Family Tree DNA offered me two choices, which I took, as you now know. The first test, mtDNA was quick and painless. A quick cheek swab with Q-Tips cousin gave me results in as little as six to eight weeks. The amount of information you receive is overwhelming. There are nine different branches of information to explore, often each offering another set of branches of information. Don’t expect this to be a short burst of information, though that’s possible if that’s what you’re looking for.

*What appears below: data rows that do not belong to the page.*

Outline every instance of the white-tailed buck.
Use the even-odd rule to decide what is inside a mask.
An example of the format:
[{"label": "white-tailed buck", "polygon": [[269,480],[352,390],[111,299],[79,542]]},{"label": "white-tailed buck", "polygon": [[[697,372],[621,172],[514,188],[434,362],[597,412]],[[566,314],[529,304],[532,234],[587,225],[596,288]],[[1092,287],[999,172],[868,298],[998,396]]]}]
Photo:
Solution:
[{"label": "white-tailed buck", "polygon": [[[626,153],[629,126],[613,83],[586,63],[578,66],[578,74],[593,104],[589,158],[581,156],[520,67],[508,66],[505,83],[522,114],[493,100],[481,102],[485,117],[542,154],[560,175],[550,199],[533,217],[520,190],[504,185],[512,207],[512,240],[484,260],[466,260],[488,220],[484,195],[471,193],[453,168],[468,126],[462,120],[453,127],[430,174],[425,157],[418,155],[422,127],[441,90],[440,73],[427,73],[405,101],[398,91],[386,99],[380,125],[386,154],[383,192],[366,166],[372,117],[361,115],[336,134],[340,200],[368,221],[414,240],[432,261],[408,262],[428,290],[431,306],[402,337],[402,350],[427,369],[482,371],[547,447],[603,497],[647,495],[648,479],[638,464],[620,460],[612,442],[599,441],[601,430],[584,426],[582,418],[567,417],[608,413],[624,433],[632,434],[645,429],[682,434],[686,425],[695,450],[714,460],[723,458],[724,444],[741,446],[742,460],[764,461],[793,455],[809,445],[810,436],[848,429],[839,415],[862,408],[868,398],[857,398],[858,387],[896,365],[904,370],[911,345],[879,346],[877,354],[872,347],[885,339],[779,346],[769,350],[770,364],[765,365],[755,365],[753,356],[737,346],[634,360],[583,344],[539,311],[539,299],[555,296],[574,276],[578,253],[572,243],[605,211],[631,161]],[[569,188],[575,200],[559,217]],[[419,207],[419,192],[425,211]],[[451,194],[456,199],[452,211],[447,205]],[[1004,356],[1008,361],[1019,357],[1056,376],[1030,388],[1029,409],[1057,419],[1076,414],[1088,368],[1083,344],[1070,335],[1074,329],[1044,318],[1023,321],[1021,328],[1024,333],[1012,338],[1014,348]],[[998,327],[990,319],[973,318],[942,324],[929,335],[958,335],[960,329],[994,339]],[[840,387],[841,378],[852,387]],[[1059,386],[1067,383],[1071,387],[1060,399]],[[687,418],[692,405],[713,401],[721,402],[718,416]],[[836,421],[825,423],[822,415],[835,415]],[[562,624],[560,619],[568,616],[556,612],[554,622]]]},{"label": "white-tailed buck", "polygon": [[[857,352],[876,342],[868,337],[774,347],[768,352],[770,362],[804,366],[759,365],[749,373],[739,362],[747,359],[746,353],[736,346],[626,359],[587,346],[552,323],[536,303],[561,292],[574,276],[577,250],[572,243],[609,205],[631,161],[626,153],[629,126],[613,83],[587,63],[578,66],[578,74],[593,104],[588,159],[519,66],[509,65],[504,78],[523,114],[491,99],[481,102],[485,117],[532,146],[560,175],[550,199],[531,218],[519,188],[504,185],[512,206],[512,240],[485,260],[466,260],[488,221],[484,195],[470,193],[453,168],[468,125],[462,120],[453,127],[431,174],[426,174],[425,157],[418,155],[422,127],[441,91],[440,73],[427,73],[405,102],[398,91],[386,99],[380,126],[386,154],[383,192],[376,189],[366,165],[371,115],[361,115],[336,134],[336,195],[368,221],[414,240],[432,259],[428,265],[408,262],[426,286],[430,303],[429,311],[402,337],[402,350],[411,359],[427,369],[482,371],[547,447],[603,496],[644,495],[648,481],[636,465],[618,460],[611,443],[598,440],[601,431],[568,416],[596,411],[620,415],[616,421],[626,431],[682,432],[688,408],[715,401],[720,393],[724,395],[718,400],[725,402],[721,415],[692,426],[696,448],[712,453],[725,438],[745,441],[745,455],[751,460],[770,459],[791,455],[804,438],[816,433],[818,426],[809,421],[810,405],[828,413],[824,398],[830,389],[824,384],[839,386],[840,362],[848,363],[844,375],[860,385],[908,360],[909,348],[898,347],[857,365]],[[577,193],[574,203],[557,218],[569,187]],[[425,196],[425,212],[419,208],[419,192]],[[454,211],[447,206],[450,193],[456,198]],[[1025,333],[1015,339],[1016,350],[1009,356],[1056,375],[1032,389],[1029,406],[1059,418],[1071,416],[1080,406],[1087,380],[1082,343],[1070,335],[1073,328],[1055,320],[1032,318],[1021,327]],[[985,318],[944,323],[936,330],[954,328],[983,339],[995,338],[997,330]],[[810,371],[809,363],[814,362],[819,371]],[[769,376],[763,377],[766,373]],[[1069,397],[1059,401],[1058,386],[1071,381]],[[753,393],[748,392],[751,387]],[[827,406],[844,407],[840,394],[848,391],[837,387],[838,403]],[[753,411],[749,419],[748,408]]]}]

The first stop you’ll probably want to make is Ancestral Origins or Haplogroup Origins. Ancestral Origins provides you with which countries your mother’s (and yours) ancestors originated. Mine came back with New Zealand, Sweden, and a few others. There are different levels of the test and you’re always allowed to upgrade whenever you wish.
Haplogroup Origins informs you of which haplogroup you belong to. For more information about haplogroups click here.
Once you’ve discovered your lineage you can click on over to Matches and Advanced Matching. Here you’ll see who else has taken the test that you are related to. Some people may have chosen to include their family names and you can peruse through to see if any are familiar. Additionally, Family Tree DNA also suggests your relationship with that person. Example would be if you’re a first cousin or a fourth cousin, or sister, brother, father, mother, aunt, uncle…you get the idea. The Advanced Matching is pretty self explanatory. The great thing about this company is that they will notify you when new matches occur. There’s never a monthly subscription like other companies and they keep your DNA on file for when you decide to upgrade (and believe me you will).
The other test I took was Family Finder. The name says it all – it matches your DNA with other members to see if you’re related, and if so, to what degree. The Matches tab will provide you with a – sometimes – lengthy list of family. It’s important to note that though you may share DNA, they may not all be related to you. We all came from Adam and Eve and they could end up being our closest match. I jest, but only moderately. You still have to do conduct your own research to determine how you’re related. This is a bit like finding a needle in a haystack, but at least you have a very large magnet to do it with.
Feeling froggy and have some time to kill? Plug yourself into the Matrix tab and discover which members of family are related to one another. Say you’re trying to figure out which side of the family Ida Smith, someone who also tested with Family Finder and is related to you, resides – mothers or fathers? Now say your uncle on your dad’s side also decided to take the same Family Finder DNA test and is on your list, as well. Click on your uncle’s name and add it to the “Selected Matches” box under Matrix, then click on Ida’s name and add theirs to the box, as well. A graph will appear. Inside that graph are the lists of names you’ve added as well as white/grey boxes. If Ida is a relative on your dad’s side a check mark will appear next to their name and your uncle’s. If not, the boxes will remain white/grey. The Matrix is much like the movie – a bit surreal, enlightening, and it’s a fun way to kill a few hours.
Family Tree DNA is currently going through another growth process and this time they’re improving the Family Finder. It will be interesting to see what advances they introduce.
Grandma was eager to share with me all she knew about our family ancestry, and while I knew quite a bit, there was much that was left to my surprise. With the technological advances we’re making these days I’m certain she’d have been tickled pink with this adventure. My only regret is that she isn’t here to share it, but I guess timing is…relative.